Ideally you'd use nrow() instead of length(), but perhaps more widely applicable is the NROW() function, which will treat a vector as a 1-column matrix for purposes of evaluating the function. nrow() won't work for a vector input
> nrow(1:10)
NULL
E.g. try these:
aggregate(cbind(var1,var2) ~ group, df, NROW)
aggregate(var1 ~ group, df, NROW)
> aggregate(cbind(var1,var2) ~ group, df, NROW)
group var1 var2
1 a 2 2
2 b 3 3
3 c 3 3
> aggregate(var1 ~ group, df, NROW)
group var1
1 a 3
2 b 3
3 c 3
and as you have NA, you probably don't want the incomplete cases removed, which would happen by default.
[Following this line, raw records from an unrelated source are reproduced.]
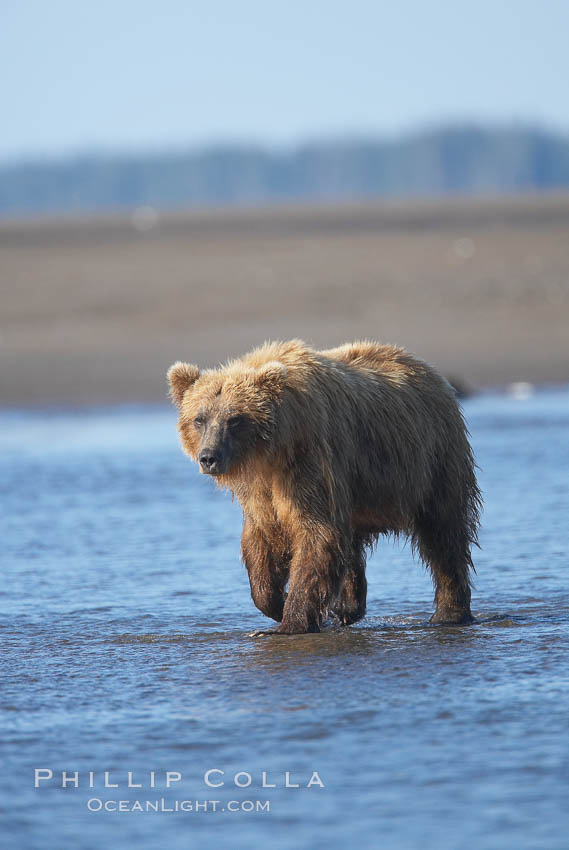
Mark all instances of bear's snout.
[199,449,223,475]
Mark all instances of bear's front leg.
[241,519,288,623]
[275,526,343,635]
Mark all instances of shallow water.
[0,391,569,850]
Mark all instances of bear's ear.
[253,360,287,395]
[167,360,200,407]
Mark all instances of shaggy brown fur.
[168,340,481,634]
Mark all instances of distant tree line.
[0,126,569,216]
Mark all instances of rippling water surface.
[0,391,569,850]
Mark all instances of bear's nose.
[200,449,219,472]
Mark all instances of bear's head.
[168,361,287,476]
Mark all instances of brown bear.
[168,340,481,634]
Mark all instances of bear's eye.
[227,415,245,431]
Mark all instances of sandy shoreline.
[0,195,569,407]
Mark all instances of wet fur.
[168,340,481,634]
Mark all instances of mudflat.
[0,195,569,406]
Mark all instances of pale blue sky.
[0,0,569,160]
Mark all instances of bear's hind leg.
[332,537,367,626]
[415,514,474,625]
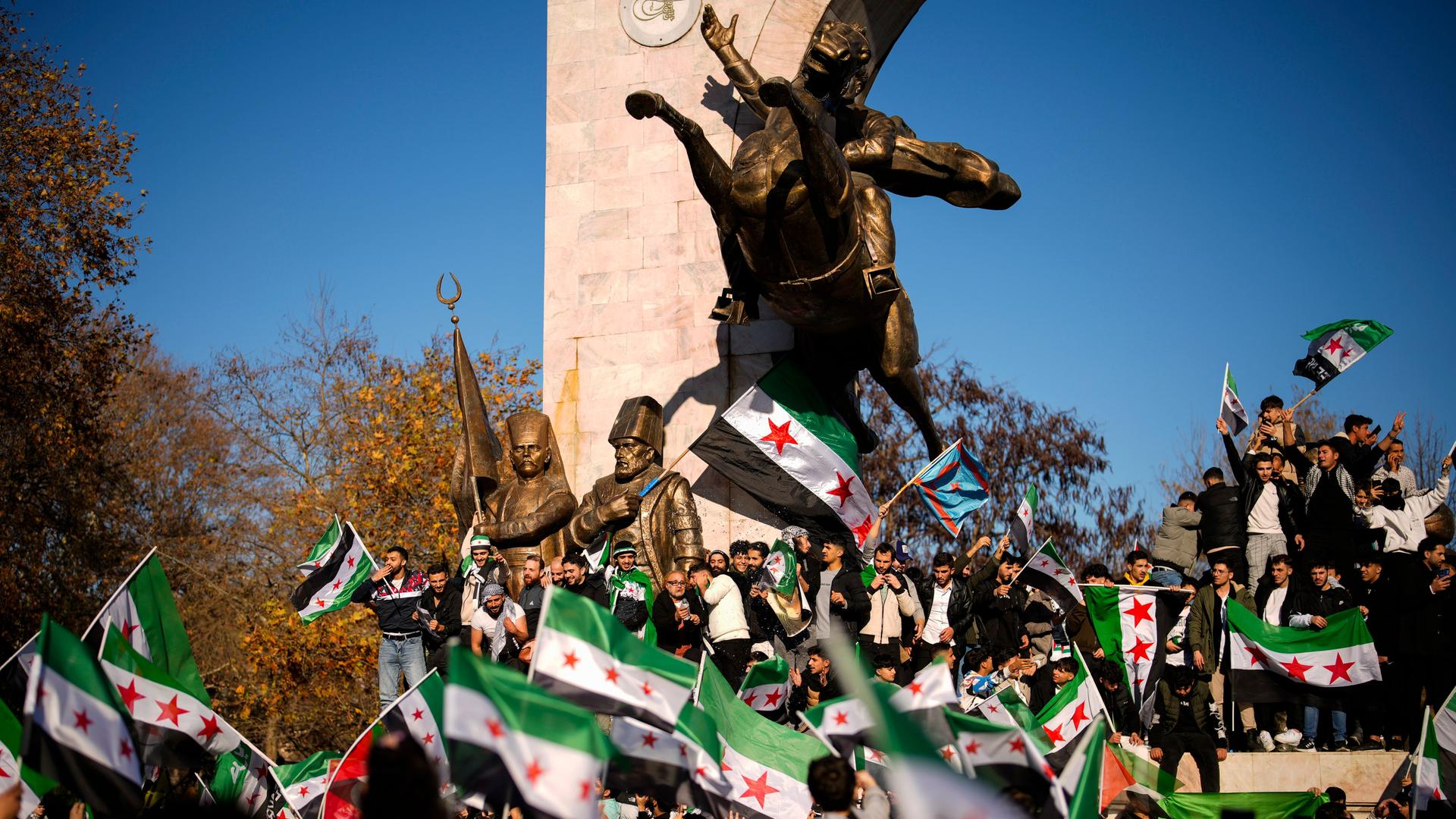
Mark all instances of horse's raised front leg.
[628,90,733,215]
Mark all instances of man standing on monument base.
[568,395,703,588]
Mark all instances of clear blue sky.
[31,0,1456,516]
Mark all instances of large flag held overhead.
[695,661,824,819]
[530,586,698,730]
[20,615,141,816]
[291,517,375,623]
[1010,484,1040,554]
[1082,586,1185,723]
[1228,606,1380,707]
[738,654,791,721]
[322,669,450,819]
[1294,319,1392,389]
[689,359,878,545]
[82,549,212,707]
[1219,364,1249,436]
[1012,538,1082,612]
[910,440,992,538]
[0,693,55,816]
[1037,645,1106,770]
[100,626,242,770]
[444,644,613,819]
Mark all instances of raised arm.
[703,3,769,120]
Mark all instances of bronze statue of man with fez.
[475,410,576,596]
[570,395,703,588]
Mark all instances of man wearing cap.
[568,395,703,587]
[460,531,507,626]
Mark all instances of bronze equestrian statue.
[626,6,1021,456]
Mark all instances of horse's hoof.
[628,90,667,120]
[758,77,793,108]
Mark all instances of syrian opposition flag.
[530,586,698,730]
[910,440,992,538]
[693,661,824,819]
[209,739,281,816]
[291,517,375,623]
[322,669,450,819]
[1219,363,1249,436]
[444,644,613,819]
[82,549,212,707]
[0,693,55,816]
[1294,319,1392,389]
[1012,538,1082,612]
[1082,586,1184,723]
[100,626,242,770]
[1010,484,1038,554]
[265,751,340,819]
[738,654,789,723]
[0,631,41,711]
[689,359,878,545]
[20,615,141,816]
[1228,606,1380,708]
[1037,645,1106,770]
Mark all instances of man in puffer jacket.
[1152,493,1203,586]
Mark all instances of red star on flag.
[196,714,223,742]
[1325,651,1354,683]
[526,759,546,787]
[117,679,146,713]
[1122,598,1153,628]
[1280,657,1315,682]
[1127,640,1153,663]
[758,419,799,455]
[157,694,191,727]
[824,469,855,509]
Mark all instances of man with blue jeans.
[350,547,429,708]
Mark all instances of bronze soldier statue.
[626,6,1021,456]
[568,395,703,588]
[473,410,576,596]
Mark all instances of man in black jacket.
[652,571,708,663]
[416,563,464,678]
[1195,466,1249,586]
[350,547,429,710]
[1217,419,1304,596]
[910,552,971,673]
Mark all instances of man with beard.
[568,395,703,586]
[652,564,708,663]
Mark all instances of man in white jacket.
[1356,456,1451,557]
[692,563,753,691]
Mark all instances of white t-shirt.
[1249,481,1284,535]
[920,586,956,645]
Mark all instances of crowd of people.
[337,397,1456,810]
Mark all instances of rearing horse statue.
[626,6,1021,456]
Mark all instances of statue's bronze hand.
[703,5,738,51]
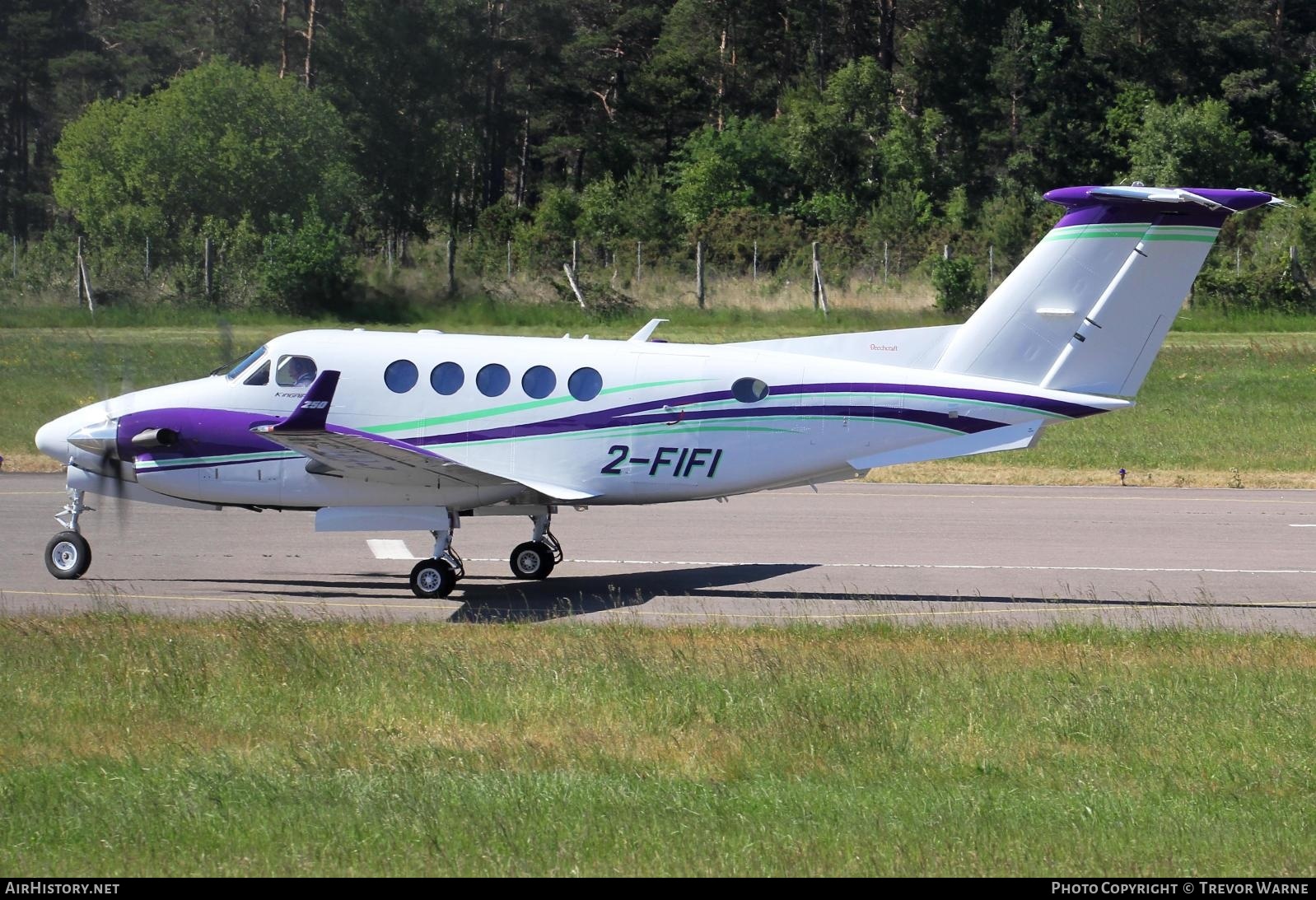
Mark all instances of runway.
[0,473,1316,634]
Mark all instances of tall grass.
[0,614,1316,875]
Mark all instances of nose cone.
[37,417,71,463]
[37,403,114,463]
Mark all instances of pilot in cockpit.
[278,357,316,387]
[292,357,316,387]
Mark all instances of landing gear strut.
[46,488,95,579]
[509,513,562,581]
[411,521,466,600]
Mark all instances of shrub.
[931,258,987,315]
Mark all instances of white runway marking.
[458,557,1316,575]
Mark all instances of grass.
[0,300,1316,487]
[0,613,1316,876]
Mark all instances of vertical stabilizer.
[937,185,1272,396]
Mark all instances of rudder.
[937,185,1272,396]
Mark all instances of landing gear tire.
[46,532,91,579]
[511,541,557,581]
[411,559,457,600]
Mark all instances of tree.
[1129,100,1265,187]
[55,59,357,262]
[673,119,795,227]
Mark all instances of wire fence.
[0,225,1305,312]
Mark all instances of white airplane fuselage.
[38,330,1129,509]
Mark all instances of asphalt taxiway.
[0,473,1316,634]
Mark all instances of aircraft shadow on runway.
[118,563,1311,623]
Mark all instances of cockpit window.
[273,357,317,387]
[218,347,264,381]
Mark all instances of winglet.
[251,368,339,431]
[630,319,667,343]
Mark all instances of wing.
[251,370,594,500]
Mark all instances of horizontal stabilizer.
[730,325,961,368]
[847,418,1043,473]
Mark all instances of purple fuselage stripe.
[119,381,1103,471]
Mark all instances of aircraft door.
[615,343,710,499]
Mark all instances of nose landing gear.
[46,488,95,579]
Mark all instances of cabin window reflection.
[385,359,420,394]
[521,366,558,400]
[222,347,264,381]
[475,363,512,398]
[731,378,768,403]
[429,361,466,398]
[273,355,319,387]
[567,366,603,400]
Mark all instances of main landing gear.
[509,515,562,581]
[46,488,95,579]
[411,522,466,600]
[411,512,562,599]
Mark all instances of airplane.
[35,182,1283,597]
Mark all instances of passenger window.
[385,359,420,394]
[521,366,558,400]
[567,367,603,400]
[731,378,768,403]
[475,363,512,398]
[429,361,466,398]
[273,357,317,387]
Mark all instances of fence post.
[205,238,214,297]
[814,240,828,316]
[447,234,457,296]
[695,240,704,310]
[562,263,585,310]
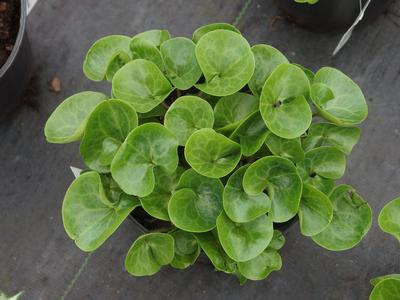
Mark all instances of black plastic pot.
[275,0,389,32]
[0,0,31,119]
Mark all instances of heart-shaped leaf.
[223,165,271,223]
[214,92,259,134]
[192,23,240,43]
[238,249,282,280]
[265,132,304,163]
[83,35,131,81]
[112,59,173,113]
[80,100,138,173]
[260,64,312,139]
[185,128,242,178]
[243,156,302,223]
[217,212,274,262]
[164,96,214,146]
[111,123,178,197]
[44,91,108,144]
[303,123,360,154]
[311,184,372,251]
[62,171,140,251]
[310,67,368,125]
[249,44,289,97]
[378,198,400,241]
[125,233,174,276]
[170,229,201,269]
[140,167,184,221]
[160,37,201,90]
[196,29,254,96]
[299,184,333,236]
[230,111,269,156]
[168,169,224,232]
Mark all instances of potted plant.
[369,198,400,300]
[0,0,30,118]
[45,24,371,283]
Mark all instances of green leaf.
[303,123,360,154]
[214,92,259,133]
[260,64,312,139]
[83,35,131,81]
[44,91,108,144]
[378,198,400,241]
[192,23,240,43]
[230,111,269,156]
[238,249,282,280]
[249,44,289,97]
[311,67,368,125]
[196,29,254,96]
[140,167,184,221]
[112,59,173,113]
[369,278,400,300]
[164,96,214,146]
[160,37,201,90]
[223,165,271,223]
[170,229,201,269]
[168,169,224,232]
[79,100,138,173]
[243,156,302,223]
[62,171,140,251]
[196,231,236,274]
[311,184,372,251]
[125,233,174,276]
[299,184,333,236]
[111,123,178,197]
[185,128,242,178]
[265,132,304,163]
[217,212,274,262]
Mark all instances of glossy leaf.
[164,96,214,146]
[125,233,174,276]
[249,44,289,97]
[192,23,240,43]
[140,167,184,221]
[299,184,333,236]
[185,128,242,178]
[223,165,271,223]
[311,184,372,251]
[217,212,274,262]
[214,92,259,133]
[230,111,269,156]
[170,229,201,269]
[168,169,224,232]
[111,123,178,197]
[112,59,173,113]
[79,100,138,173]
[62,171,140,251]
[196,30,254,96]
[378,198,400,241]
[44,92,108,144]
[160,37,201,90]
[238,249,282,280]
[311,67,368,125]
[303,123,360,154]
[243,156,302,223]
[260,64,312,139]
[83,35,131,81]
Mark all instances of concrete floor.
[0,0,400,300]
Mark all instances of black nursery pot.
[0,0,31,120]
[275,0,389,32]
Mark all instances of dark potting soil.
[0,0,21,68]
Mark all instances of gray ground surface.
[0,0,400,300]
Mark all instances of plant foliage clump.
[45,24,371,283]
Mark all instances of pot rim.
[0,0,28,78]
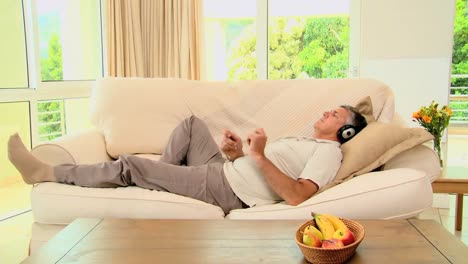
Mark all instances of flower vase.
[433,135,444,168]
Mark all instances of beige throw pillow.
[335,122,433,180]
[320,97,433,192]
[354,96,375,123]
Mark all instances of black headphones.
[336,124,357,144]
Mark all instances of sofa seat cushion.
[31,182,224,224]
[226,168,432,219]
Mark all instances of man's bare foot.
[8,133,56,184]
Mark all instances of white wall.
[358,0,455,125]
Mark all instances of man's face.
[314,107,349,135]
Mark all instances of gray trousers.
[54,116,245,214]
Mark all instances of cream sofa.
[31,78,439,252]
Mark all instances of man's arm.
[220,129,244,161]
[248,128,318,205]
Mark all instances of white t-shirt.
[224,137,343,207]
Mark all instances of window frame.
[0,0,107,146]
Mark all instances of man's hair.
[340,105,367,134]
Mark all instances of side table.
[432,166,468,231]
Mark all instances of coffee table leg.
[455,193,463,231]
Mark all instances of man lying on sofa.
[8,105,367,213]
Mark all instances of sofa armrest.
[382,144,441,182]
[31,129,112,166]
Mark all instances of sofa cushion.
[31,182,224,224]
[90,78,191,158]
[226,169,432,220]
[90,77,394,158]
[330,122,433,189]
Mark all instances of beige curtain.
[106,0,204,80]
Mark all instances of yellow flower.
[413,111,421,119]
[423,116,432,123]
[445,106,453,116]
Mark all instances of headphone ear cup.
[337,125,356,143]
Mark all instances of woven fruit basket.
[296,218,364,264]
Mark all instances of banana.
[322,214,348,231]
[312,213,335,240]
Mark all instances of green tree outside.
[41,33,63,81]
[227,16,349,80]
[37,33,63,141]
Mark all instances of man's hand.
[247,128,267,158]
[221,129,244,161]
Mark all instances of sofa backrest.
[90,77,394,158]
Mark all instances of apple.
[322,238,344,248]
[302,232,322,247]
[302,226,323,247]
[333,229,356,246]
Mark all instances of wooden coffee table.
[432,166,468,231]
[24,218,468,264]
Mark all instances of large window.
[268,0,349,79]
[204,0,257,80]
[0,0,103,216]
[204,0,350,80]
[0,0,28,88]
[450,0,468,125]
[36,0,101,81]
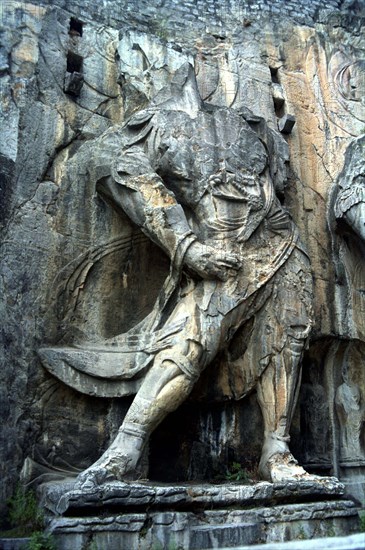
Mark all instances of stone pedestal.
[42,478,358,550]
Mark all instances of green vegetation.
[225,462,250,482]
[27,531,56,550]
[0,484,56,550]
[359,512,365,533]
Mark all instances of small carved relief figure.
[335,376,365,463]
[40,64,318,489]
[329,135,365,341]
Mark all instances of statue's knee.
[159,349,201,382]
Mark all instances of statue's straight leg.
[75,295,209,488]
[257,251,312,481]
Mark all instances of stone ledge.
[49,500,358,550]
[41,478,344,516]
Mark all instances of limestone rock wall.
[0,0,365,512]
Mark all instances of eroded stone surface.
[0,0,365,516]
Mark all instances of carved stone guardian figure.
[40,64,318,489]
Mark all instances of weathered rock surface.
[0,0,365,526]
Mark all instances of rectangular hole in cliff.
[269,67,279,84]
[66,51,82,73]
[68,17,83,36]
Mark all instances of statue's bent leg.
[253,251,312,482]
[78,341,202,489]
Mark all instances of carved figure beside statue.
[39,64,332,490]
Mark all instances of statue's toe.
[266,452,323,483]
[75,467,115,491]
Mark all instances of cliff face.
[0,0,365,508]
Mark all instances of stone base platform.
[42,478,359,550]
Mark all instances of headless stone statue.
[41,65,318,489]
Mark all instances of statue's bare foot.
[75,450,136,491]
[265,451,325,483]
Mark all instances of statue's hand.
[184,241,241,281]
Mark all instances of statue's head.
[152,63,202,118]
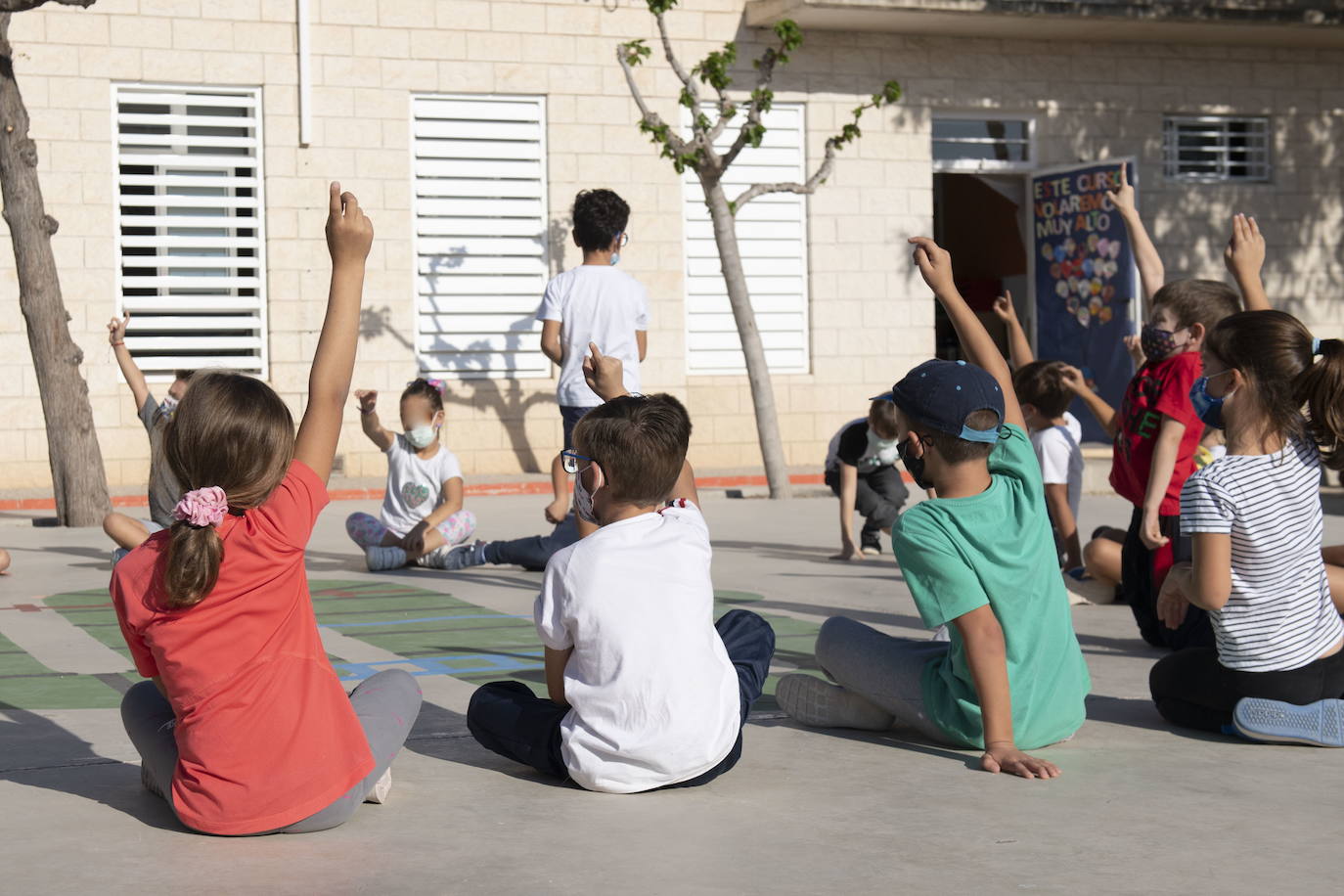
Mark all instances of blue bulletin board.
[1031,158,1140,442]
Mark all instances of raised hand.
[1223,215,1265,284]
[108,312,130,345]
[1106,161,1139,215]
[327,180,374,267]
[909,237,957,294]
[583,342,625,402]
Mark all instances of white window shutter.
[683,104,809,374]
[112,85,267,379]
[411,96,551,379]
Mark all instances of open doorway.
[933,172,1036,360]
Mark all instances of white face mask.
[574,465,603,525]
[406,424,439,451]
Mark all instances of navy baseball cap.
[873,360,1004,442]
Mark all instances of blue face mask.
[1189,368,1232,429]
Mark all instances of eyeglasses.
[560,449,597,474]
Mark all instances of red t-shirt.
[112,461,374,834]
[1110,352,1204,515]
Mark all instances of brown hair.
[402,378,443,417]
[1012,361,1074,419]
[574,393,691,507]
[162,372,294,608]
[869,398,898,439]
[919,407,1000,464]
[1153,280,1242,331]
[1204,310,1344,470]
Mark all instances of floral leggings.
[345,511,475,548]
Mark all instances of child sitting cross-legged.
[467,345,774,794]
[345,379,475,572]
[1149,310,1344,747]
[776,237,1090,778]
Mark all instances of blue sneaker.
[1232,697,1344,747]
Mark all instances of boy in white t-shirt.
[1012,361,1083,569]
[467,346,774,794]
[536,190,650,535]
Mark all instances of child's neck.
[933,462,993,498]
[598,504,661,525]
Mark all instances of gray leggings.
[121,669,421,834]
[816,616,963,747]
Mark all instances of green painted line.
[0,580,817,710]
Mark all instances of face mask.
[867,427,901,467]
[896,439,933,489]
[406,426,438,451]
[1189,368,1232,429]
[1139,324,1184,361]
[574,465,603,525]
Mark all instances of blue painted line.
[317,612,532,629]
[332,650,544,680]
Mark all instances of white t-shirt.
[536,265,650,407]
[1031,411,1083,521]
[535,503,741,794]
[381,434,463,537]
[1180,439,1344,672]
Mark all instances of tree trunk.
[0,14,112,525]
[700,179,793,498]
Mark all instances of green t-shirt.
[891,426,1092,749]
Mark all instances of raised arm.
[910,237,1027,428]
[995,289,1036,371]
[108,314,150,413]
[355,389,396,451]
[294,181,374,482]
[1223,215,1269,312]
[1106,162,1167,316]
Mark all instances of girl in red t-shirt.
[112,184,421,834]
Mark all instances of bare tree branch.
[731,137,840,213]
[615,46,686,155]
[0,0,94,12]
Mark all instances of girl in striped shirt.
[1149,310,1344,747]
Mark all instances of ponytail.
[164,519,224,609]
[1293,338,1344,470]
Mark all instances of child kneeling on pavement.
[467,345,774,794]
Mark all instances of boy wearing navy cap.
[776,237,1092,778]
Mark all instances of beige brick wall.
[0,0,1344,489]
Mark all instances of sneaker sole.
[1232,697,1344,747]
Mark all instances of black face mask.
[896,439,933,490]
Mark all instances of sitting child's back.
[536,501,741,792]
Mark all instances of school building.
[0,0,1344,494]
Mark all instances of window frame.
[109,80,270,382]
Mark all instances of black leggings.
[1147,648,1344,732]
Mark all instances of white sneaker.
[364,546,406,572]
[364,767,392,806]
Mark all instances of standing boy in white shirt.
[467,346,774,794]
[536,190,650,535]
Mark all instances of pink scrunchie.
[172,485,229,528]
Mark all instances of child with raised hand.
[112,184,421,834]
[776,237,1090,778]
[993,292,1083,571]
[536,190,650,535]
[826,399,910,560]
[1149,310,1344,747]
[467,345,774,794]
[102,314,194,562]
[345,379,475,572]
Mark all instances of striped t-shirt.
[1180,439,1344,672]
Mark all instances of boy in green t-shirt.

This is seen above and hence why the number of rows for group a is 2. For that add na.action = na.pass to the call:
aggregate(cbind(var1,var2) ~ group, df, NROW, na.action = na.pass)
> aggregate(cbind(var1,var2) ~ group, df, NROW, na.action = na.pass)
group var1 var2
1 a 3 3
2 b 3 3
3 c 3 3
The issues is that in building up the data frame to pass to aggregate.data.frame, the usual model frame generation process takes place and aggregate.formula has the na.action argument set to na.omit by default - which is standard behaviour in modelling functions that use formula interfaces.
If you want to count the number of non-NA values per variable then you need a completely different approach, perhaps using is.na(), as in
foo <- function(x) sum(!is.na(x))
aggregate(cbind(var1,var2) ~ group, df, foo, na.action = na.pass)
> aggregate(cbind(var1,var2) ~ group, df, foo, na.action = na.pass)
group var1 var2
1 a 3 2
2 b 3 3
3 c 3 3
Which works by counting the number of non-NA values through coercion of first TRUE -> FALSE via ! and then resulting TRUEs are converted to 1 and FALSEs to 0, which sum() then adds for us.